Anspieltipp: „Oh, sie glänzen“ (Track 9). Bestellbar über: https://www.unfolkkommen.de/?ID=406&art_param=20

Familie Gerstenberg: „Best of Vol. 3“ (Wolfgang Strauch Musikproduktion 2022, LC 33130)

Die CD enthält zwei Lieder und zehn Instrumentalstücke, allesamt tanzbar - Schottisch, Walzer, Mazurka, Jig, Rondeau, Bourrée, Gavotte, Hanter dro - gespielt auf Akkordeon, verschiedenen Dudelsäcken, Akkordeon, Sopransaxophon, Gitarre, Waldzither, Banjo, Ukulele und Perkussion. Je fünf Kompositionen stammen von Thomas Strauch und Marcus Fabian, zwei von René Pütsch, dem dritten Mann des Trios namens Familie Gerstenberg. Eine leichte Melancholie zieht sich durch die gesamte CD. Als Therapeutikum in Sachen November-Blues wäre sie also nicht wirklich geeignet, es sei denn, man tanzte gegen ihn an, am besten mit dem richtigen Partner bzw. der richtigen Partnerin im Arm, egal ob zum „Winterwirbel“ oder den „Zehn Prozent auf Frühling“. Als Service für Musikanten, welche die Stücke nachspielen möchten, stehen im Booklet die Noten.
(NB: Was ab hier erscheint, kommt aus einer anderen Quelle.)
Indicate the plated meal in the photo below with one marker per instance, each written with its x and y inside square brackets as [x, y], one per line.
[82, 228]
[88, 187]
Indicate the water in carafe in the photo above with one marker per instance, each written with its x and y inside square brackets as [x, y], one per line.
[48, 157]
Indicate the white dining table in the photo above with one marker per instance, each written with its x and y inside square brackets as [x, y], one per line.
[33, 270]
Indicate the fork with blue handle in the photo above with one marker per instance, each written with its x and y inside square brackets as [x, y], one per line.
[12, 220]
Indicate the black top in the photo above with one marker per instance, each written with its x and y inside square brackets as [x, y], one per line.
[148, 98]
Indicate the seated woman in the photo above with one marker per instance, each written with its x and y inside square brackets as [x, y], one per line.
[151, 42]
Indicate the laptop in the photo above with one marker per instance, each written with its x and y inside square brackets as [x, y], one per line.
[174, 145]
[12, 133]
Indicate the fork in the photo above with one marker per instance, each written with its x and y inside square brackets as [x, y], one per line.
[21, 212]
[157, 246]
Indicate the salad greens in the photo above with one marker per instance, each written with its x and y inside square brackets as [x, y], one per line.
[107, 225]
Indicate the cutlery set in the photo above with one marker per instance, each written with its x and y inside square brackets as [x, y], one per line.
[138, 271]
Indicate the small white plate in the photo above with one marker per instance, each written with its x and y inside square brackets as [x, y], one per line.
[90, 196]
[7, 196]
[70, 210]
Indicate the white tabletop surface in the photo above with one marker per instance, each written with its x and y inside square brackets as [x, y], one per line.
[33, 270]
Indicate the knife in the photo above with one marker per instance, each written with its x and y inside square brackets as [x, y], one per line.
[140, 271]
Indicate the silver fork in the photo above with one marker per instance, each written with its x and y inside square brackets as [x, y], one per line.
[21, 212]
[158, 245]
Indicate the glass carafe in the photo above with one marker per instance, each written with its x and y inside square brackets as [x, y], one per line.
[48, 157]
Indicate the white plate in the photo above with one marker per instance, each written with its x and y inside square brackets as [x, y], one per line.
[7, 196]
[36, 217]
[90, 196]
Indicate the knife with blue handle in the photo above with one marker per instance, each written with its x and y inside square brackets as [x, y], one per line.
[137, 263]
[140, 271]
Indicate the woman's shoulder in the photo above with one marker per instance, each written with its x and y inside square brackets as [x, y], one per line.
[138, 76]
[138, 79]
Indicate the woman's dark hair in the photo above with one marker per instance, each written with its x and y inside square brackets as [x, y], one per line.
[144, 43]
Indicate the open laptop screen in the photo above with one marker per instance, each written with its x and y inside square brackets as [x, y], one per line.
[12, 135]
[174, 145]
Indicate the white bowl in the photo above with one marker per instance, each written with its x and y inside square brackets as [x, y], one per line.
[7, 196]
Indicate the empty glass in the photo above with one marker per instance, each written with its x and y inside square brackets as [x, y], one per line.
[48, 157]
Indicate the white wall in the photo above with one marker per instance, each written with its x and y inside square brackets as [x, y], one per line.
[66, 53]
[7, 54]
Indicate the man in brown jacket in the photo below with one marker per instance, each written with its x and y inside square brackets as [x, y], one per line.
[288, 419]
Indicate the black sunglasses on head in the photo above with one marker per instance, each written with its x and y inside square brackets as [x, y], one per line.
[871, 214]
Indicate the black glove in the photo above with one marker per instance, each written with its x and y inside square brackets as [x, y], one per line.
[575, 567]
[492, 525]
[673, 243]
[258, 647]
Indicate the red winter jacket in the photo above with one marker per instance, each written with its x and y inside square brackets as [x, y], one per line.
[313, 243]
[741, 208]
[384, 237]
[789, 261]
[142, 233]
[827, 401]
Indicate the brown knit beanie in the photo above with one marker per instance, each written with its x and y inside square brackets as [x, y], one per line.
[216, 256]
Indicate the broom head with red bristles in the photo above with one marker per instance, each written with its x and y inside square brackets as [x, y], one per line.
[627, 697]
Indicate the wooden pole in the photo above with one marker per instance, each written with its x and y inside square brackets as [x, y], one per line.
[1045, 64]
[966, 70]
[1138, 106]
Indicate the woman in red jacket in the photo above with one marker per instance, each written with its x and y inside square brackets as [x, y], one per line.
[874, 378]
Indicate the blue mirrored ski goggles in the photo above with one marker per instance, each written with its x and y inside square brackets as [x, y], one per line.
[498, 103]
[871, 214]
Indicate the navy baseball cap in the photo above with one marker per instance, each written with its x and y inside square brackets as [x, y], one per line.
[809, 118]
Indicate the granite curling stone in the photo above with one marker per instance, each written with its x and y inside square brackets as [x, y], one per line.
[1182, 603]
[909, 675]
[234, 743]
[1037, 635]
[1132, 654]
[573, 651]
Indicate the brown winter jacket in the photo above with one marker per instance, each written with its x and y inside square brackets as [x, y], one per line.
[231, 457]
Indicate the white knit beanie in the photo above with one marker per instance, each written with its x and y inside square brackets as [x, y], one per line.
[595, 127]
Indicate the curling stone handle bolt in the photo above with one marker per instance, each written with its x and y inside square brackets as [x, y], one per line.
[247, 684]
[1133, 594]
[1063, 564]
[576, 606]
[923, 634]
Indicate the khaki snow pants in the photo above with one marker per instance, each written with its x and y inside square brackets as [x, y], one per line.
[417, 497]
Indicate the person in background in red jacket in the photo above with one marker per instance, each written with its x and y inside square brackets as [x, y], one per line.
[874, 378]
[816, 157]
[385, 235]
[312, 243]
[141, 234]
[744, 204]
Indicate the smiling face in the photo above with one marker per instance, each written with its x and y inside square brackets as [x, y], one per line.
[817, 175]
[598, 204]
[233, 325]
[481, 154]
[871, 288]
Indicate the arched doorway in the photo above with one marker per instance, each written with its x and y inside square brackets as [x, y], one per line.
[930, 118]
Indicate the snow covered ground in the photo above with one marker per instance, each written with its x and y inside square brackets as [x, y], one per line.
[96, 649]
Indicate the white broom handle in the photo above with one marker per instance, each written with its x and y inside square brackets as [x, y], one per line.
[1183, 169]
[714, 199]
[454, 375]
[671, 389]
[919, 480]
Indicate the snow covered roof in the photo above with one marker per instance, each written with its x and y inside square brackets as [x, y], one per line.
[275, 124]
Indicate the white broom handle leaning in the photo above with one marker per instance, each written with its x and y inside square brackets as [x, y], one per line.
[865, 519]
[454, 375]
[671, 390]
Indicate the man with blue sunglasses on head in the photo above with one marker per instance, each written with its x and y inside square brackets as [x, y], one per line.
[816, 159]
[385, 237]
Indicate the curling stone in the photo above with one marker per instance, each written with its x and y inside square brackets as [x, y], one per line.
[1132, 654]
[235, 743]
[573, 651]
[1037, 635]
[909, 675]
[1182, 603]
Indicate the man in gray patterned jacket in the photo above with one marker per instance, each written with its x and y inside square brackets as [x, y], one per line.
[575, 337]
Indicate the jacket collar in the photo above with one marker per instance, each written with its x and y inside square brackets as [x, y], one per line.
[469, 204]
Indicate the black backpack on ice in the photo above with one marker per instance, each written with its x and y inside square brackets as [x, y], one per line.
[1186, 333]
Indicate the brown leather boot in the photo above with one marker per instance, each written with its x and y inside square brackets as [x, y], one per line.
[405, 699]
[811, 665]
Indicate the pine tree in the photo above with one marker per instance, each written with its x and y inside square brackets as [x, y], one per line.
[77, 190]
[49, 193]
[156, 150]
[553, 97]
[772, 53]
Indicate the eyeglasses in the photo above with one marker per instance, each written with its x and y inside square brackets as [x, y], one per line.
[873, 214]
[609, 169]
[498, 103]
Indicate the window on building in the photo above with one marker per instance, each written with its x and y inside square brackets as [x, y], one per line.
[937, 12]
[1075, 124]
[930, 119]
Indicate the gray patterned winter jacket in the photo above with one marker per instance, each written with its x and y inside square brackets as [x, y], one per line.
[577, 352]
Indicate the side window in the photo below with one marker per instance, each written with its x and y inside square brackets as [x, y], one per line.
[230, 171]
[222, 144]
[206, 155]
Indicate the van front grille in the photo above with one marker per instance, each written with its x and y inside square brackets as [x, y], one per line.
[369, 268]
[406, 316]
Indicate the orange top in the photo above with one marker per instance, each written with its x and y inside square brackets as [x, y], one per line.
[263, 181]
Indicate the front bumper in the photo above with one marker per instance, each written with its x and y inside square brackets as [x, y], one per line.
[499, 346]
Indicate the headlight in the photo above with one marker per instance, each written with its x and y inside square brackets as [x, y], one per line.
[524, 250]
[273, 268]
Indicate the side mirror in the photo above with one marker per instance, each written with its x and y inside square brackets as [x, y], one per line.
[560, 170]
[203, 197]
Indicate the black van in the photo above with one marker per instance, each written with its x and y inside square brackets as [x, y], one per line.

Anspieltipp: „Mazurka für L & T“ (Track 7). CD-Bestellungen über https://thomasstrauch.com/?p=7&k=22

Wolfgang Meyering und Michael Waterstradt: „RUCHT“

„Rucht“ - ist ein altes niederdeutsches Wort für „Dämmerung“, am Morgen wie am Abend. Wolfgang Meyering, der in Ostfriesland aufgewachsen ist, hat die zumeist autobiografischen Lieder in seiner niederdeutschen Muttersprache geschrieben. Da ist die Erinnerung an die Jugendzeit, die Liebe als Trost an düsteren Tagen, die flügge gewordene Tochter, die nun ihre eigenen Wege sucht, das Nachdenken über die Vorfahren, die einst ins Moor gingen, um Not und Unterdrückung zu entfliehen und über die Flüchtlinge von heute, die in das Haus hinterm Deich eingezogen sind. Meyering, Mitte der 90er Jahre nach Berlin gezogen, musizierte u. a. bei JAMS und Malbrook. 20 Jahre lang leitete er beim Rudolstadt-Festival den Instrumenten-Schwerpunkt. Michael „Waki“ Waterstadt war 1979-82 Bassist der Ostberliner Band Polkatoffel. Beide kennen sich seit Jahren von diversen Weltmusik-Projekten. Hier haben sie erstmal als Duo zusammengearbeitet - Waki am Kontrabass, Wolfgang an Mandoline, Mandola und Gitarre. Ich bedaure sehr, nicht jede Zeile der niederdeutschen Verse verstanden zu haben, doch die abwechslungsreichen Kompositionen, das einfühlsame Miteinandermusizieren beider und Wolfgangs unter die Haut gehender Gesang machen das Hören für mich dennoch zum Genuss.